L’ultima domanda è sullo sciopero in corrispondenza degli scrutini: forse, stavolta aderiranno anche i Confederali, Snals e Gilda perché proprio in quei giorni dovrebbe arrivare il sì definitivo al ddl di riforma. Non c’è il pericolo che il Miur possa ‘precettare’ i docenti per evitare la malparata?

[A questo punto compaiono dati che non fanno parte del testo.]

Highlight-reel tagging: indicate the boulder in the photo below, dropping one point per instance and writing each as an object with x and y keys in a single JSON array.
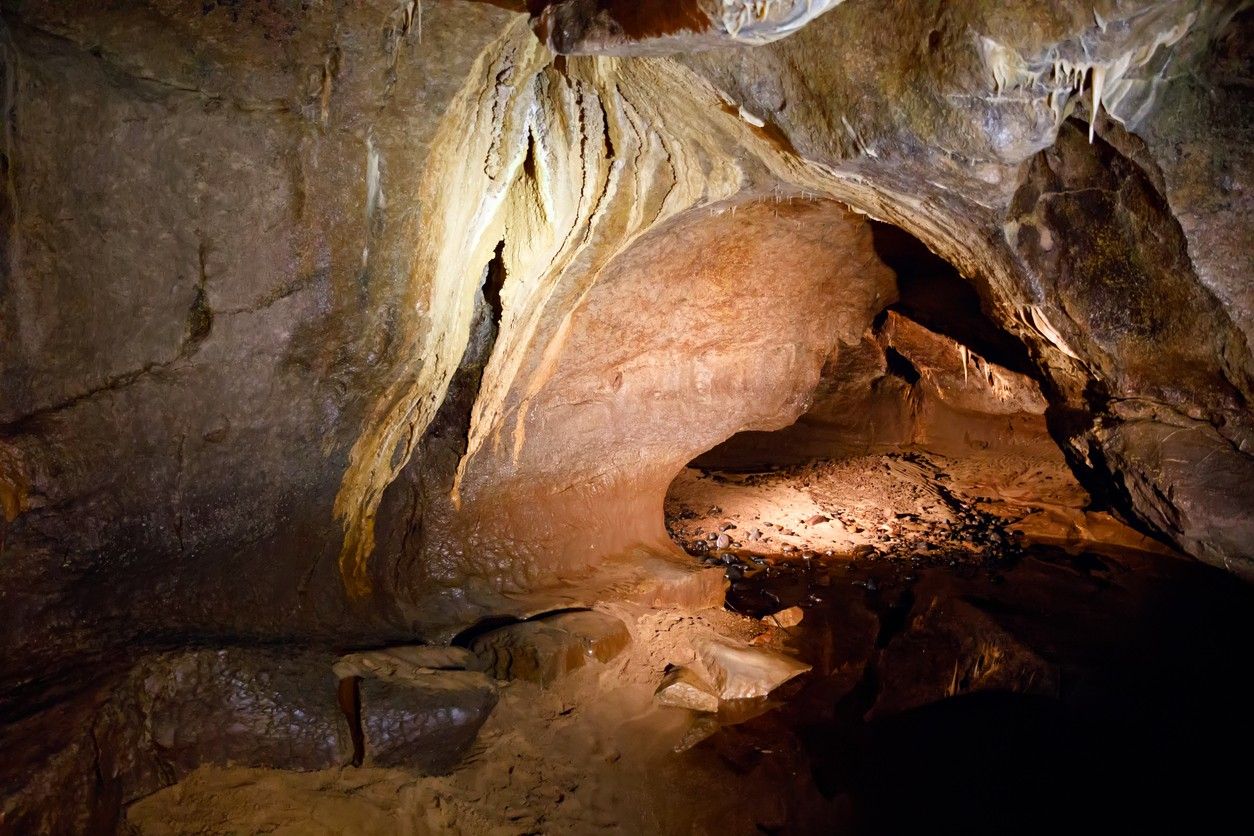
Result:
[
  {"x": 790, "y": 617},
  {"x": 685, "y": 688},
  {"x": 742, "y": 672}
]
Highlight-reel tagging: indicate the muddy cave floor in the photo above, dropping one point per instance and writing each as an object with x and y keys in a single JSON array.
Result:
[{"x": 985, "y": 656}]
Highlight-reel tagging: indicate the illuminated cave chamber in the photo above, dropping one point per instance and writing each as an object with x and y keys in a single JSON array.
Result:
[{"x": 932, "y": 423}]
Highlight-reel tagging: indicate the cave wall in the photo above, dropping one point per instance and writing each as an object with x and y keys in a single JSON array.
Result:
[
  {"x": 245, "y": 250},
  {"x": 210, "y": 227}
]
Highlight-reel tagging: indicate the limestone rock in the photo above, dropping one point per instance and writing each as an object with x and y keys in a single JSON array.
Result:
[
  {"x": 742, "y": 672},
  {"x": 546, "y": 649},
  {"x": 790, "y": 617},
  {"x": 682, "y": 687},
  {"x": 951, "y": 647},
  {"x": 403, "y": 662},
  {"x": 424, "y": 722}
]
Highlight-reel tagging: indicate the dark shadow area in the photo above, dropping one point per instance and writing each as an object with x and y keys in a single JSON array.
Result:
[
  {"x": 934, "y": 295},
  {"x": 1144, "y": 730}
]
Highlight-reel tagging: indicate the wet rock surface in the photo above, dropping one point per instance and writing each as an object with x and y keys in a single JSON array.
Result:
[
  {"x": 426, "y": 721},
  {"x": 173, "y": 712},
  {"x": 548, "y": 648},
  {"x": 361, "y": 323}
]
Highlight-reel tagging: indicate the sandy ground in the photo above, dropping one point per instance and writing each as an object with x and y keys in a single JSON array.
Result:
[{"x": 593, "y": 752}]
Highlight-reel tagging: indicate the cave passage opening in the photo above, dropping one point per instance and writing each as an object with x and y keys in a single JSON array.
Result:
[{"x": 926, "y": 440}]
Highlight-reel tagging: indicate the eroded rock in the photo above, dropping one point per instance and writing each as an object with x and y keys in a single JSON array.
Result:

Dopo il 12 – e in parallelo, se verrà condivisa la proposta, alla possibile costruzione di una manifestazione nazionale dei lavoratori e dei cittadini tutti – è evidente che lo sciopero degli scrutini dovrebbe essere il prossimo e cruciale appuntamento di lotta. Però questo richiede la disdetta formale e sostanziale, da parte dei confederali, di Snals e Gilda, della limitazione al diritto di sciopero durante gli scrutini (non più di due giorni consecutivi e in classi non “terminali”), erroneamente accettata a suo tempo. Solo un atto generalizzato e solenne di “disobbedienza” a regole-capestro, da parte innanzitutto dei sindacati con il maggior numero di iscritti, creerebbe le condizioni per qualcosa di davvero memorabile e per una partecipazione analoga a quella del 5 maggio. E in tal caso potremmo vanificare e scavalcare qualsiasi ipotetica “precettazione”.